Remembered Tenywa, “About a decade ago, the Kampala City Council cut down a number of trees to chase away the birds. However, the birds relocated to the roofs and garbage bins, remaining a persistent reminder to the city residents that the Kampala City Council does not collect most of their garbage. Kampala generates about 1,500 tonnes of garbage daily and only 40% is removed.”
Recounted Byaruhanga, “There were only 11 nests of marabous in 1969 around [the Kampala neighborhood of] Nateete,” perhaps as many as were found around Nairobi between 10 and 20 years ago, “but today the total population is about 2,000 birds.”

Beth & Merritt Clifton
Animals 24-7
Reckoned Tenywa, “Each marabou stork eats about two kilograms daily, implying that 2,000 of them can clear up to two metric tons of waste every day.”
Altogether, Kampala currently supports about 10,000 marabou storks, whose daily refuse consumption appears to be about ten times the volume collected per day by the city refuse service, as reported in the March 2014 edition of the Journal of Waste Management.
The marabous are part of nature’s clean-up crew and personally, I’d much rather have them around than dogs.
Scavengers have always been treated as second class citizens of the animal world, when in fact they perform an important role in the maintenance of ecosystems and preservation of biomass. The Marabou storks are true blue scavengers whereas the dogs are hunters. and the job at hand certainly suits the former better than the latter.
This said, we have to consider a third species – the rats – and to keep the rat population under control is more a job for the hunters than for the scavengers. So the dogs too may have a place, unless the storks are good rat catchers too.
Another reason in favor of the storks is that when it comes to excretion, the dogs would just deposit their waste right in the street, whereas the stork would likely drop theirs out in the field, which could serve as organic fertilizer. I think both have a place, but if either/or, I’d settle for the stork.
Marabou storks, unlike other storks, are very aggressive & successful hunters of just about anything & everything smaller than themselves — including of rats & mice. And yes, they do poop just about anywhere dogs would, too, except that it’s usually under trees or the eves of rooftops.
I just learned that these storks used to be hunted to create decorative “marabou” feathers, which may have been another reason they were rare. Today, the feathers sold as “marabou” are usually taken from chickens or turkeys.
I think they’re stunning creatures. I love them. As for dogs, yes, they’ve disappeared. Last year riding from Nairobi to the Jinja, Uganda I saw a handful. THAT’s IT! Rumour has it they began disappearing as Chinese roads began being built. I have no facts.

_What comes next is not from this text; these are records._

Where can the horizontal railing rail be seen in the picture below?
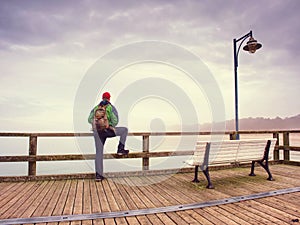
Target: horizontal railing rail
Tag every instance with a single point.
(32, 158)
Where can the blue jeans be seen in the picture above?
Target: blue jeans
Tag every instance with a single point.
(100, 138)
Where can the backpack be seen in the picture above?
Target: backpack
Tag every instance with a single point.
(100, 118)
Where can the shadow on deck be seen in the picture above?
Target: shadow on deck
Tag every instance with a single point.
(157, 199)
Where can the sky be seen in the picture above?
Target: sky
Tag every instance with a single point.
(58, 57)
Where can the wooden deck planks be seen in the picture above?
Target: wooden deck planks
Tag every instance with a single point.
(32, 199)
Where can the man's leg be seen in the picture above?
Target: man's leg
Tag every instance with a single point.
(99, 144)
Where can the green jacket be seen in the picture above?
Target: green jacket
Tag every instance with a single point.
(111, 113)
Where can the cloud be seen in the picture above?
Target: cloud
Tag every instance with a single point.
(46, 47)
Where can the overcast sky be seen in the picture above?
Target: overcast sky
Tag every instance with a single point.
(48, 47)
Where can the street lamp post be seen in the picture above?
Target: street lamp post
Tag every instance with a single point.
(251, 47)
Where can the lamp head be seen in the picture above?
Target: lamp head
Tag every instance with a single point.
(252, 45)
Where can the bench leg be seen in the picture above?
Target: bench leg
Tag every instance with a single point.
(206, 173)
(266, 167)
(196, 175)
(252, 169)
(263, 165)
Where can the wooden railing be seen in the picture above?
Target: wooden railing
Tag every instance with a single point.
(32, 158)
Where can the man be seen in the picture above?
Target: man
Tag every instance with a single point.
(106, 131)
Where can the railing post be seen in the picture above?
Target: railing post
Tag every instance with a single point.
(276, 151)
(286, 146)
(233, 136)
(32, 152)
(145, 165)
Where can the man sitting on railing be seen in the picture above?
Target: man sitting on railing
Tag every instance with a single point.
(104, 126)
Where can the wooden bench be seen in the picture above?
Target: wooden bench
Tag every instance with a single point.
(231, 152)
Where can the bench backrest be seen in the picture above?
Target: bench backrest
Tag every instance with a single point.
(231, 151)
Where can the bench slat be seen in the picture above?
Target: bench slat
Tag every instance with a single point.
(231, 151)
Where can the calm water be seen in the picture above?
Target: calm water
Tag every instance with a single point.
(85, 145)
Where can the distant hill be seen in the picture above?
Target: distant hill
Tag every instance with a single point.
(260, 123)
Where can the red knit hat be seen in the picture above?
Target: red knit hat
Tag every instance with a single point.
(106, 95)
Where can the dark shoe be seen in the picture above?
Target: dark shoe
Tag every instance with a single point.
(122, 152)
(99, 177)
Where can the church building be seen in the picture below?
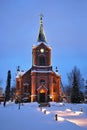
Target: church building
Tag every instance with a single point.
(40, 83)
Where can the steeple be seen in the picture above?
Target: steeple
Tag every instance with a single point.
(41, 35)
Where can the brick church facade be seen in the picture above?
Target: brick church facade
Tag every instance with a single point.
(40, 83)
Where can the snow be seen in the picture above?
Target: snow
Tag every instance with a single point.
(31, 117)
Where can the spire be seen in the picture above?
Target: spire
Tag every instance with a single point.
(41, 35)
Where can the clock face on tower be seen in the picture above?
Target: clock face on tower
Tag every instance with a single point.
(42, 50)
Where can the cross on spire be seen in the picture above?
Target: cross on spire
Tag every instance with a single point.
(41, 35)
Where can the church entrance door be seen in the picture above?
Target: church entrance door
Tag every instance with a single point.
(42, 97)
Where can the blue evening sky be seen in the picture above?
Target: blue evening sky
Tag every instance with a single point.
(65, 25)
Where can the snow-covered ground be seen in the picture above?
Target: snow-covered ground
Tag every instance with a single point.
(31, 117)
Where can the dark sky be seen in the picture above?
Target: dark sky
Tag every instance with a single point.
(65, 25)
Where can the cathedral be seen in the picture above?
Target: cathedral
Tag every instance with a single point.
(40, 83)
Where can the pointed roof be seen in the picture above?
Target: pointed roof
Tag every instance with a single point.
(41, 35)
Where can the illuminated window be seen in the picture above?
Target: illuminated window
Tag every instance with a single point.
(41, 61)
(42, 81)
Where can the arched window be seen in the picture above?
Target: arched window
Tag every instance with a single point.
(41, 61)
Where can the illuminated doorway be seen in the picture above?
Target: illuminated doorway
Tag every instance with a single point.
(42, 97)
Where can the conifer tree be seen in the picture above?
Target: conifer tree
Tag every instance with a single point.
(8, 85)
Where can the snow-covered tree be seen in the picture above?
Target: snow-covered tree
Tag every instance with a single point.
(8, 85)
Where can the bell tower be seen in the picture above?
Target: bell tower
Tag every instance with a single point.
(40, 83)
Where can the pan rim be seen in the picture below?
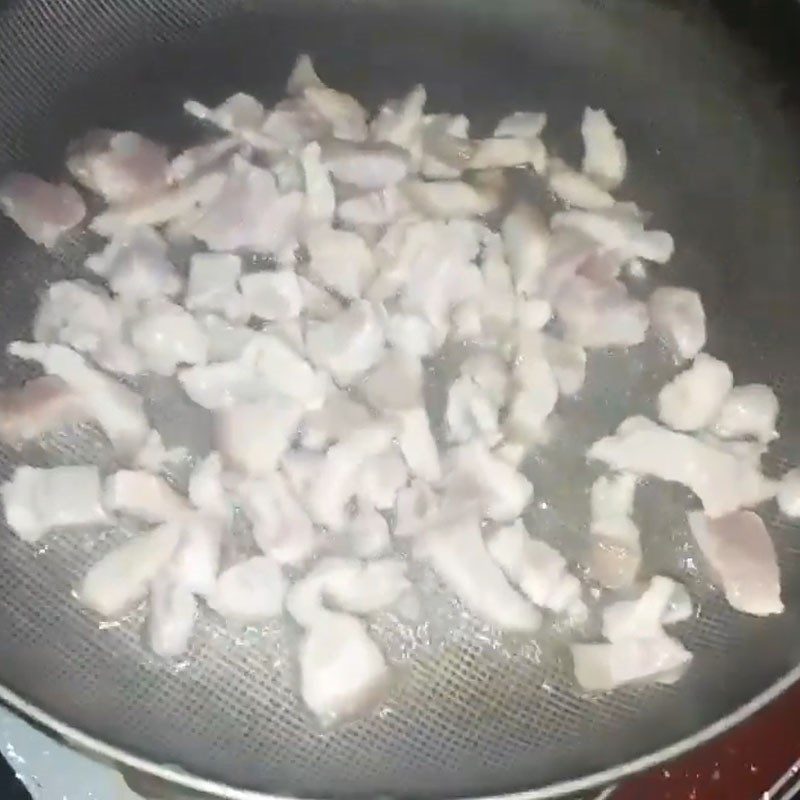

Street dogs usually disappear soon after the introduction of paved roads, as they did in the U.S., most conspicuously between 1950 and 1970, when the U.S. street dog population dropped from about a third of all the dogs found by Clara & Howard Trumbull in their 1947-1950 surveys, to less than 1% reported by several different researchers circa 20 years later. This coincided with a threefold increase in total U.S. road miles traveled by motor vehicles. There are two explanations for this phenomenon. One is that more & faster vehicle traffic means more chance of street dogs getting hit by vehicles. The other is that when animals are the main mode of transport, hay and grain must be stored near the roads, and droppings full of undigested grain land on the roads, accessible to rodents, who are hunted by dogs. Replace the hay and grain storage and the poop with gasoline stations, and most of the former street dog food supply disappears. Without a food supply, the dog population dwindles.